確認できた映像は、いずれも開始部分が報道映像やそのスクリーンショットの一部などと一致していた。これらの映像・画像を素材に、続きを生成したとみられる。
多くの映像は生成に使ったとみられるサービスロゴの透かしがあったり、投稿者が「Luma Dream Machine」などの動画生成AIで生成したとのコメントを添えていたり、明らかに破綻した部分があったりと、本物でないと判別できるものだった。
ただし、中には透かしをトリミングしたと思しき映像や、生成AIを使っていると明言せず投稿している映像も。投稿者はほとんどが海外のアカウントだったが、映像を転載する日本語アカウントも散見された。

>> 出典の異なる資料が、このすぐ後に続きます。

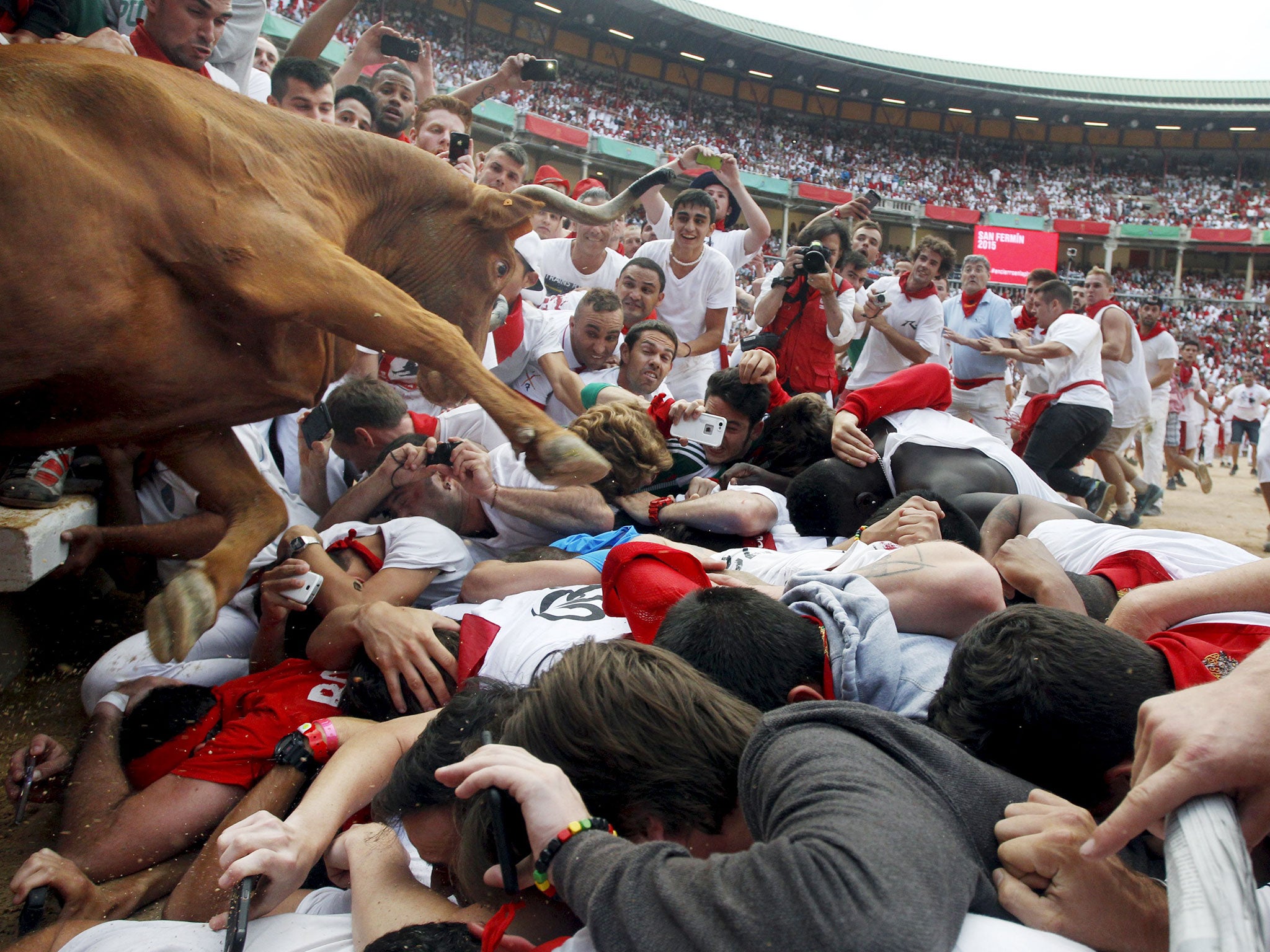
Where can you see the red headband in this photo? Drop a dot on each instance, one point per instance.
(351, 541)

トランプ大統領を巡っては、同氏やその関係者を対象としたディープフェイクがSNSで頻繁に共有されている。中には支持者や自身が利用するケースもあり、2024年7月の米大統領選の最中には、トランプ氏を支持する実業家のイーロン・マスク氏が、競合候補だったカマラ・ハリス氏のディープフェイク動画を投稿。トランプ大統領自身も2月、パレスチナ・ガザ地区をリゾート地区にし、自身を模した金色像を置くAI動画を投稿しており、現地住民の反発を招いていた。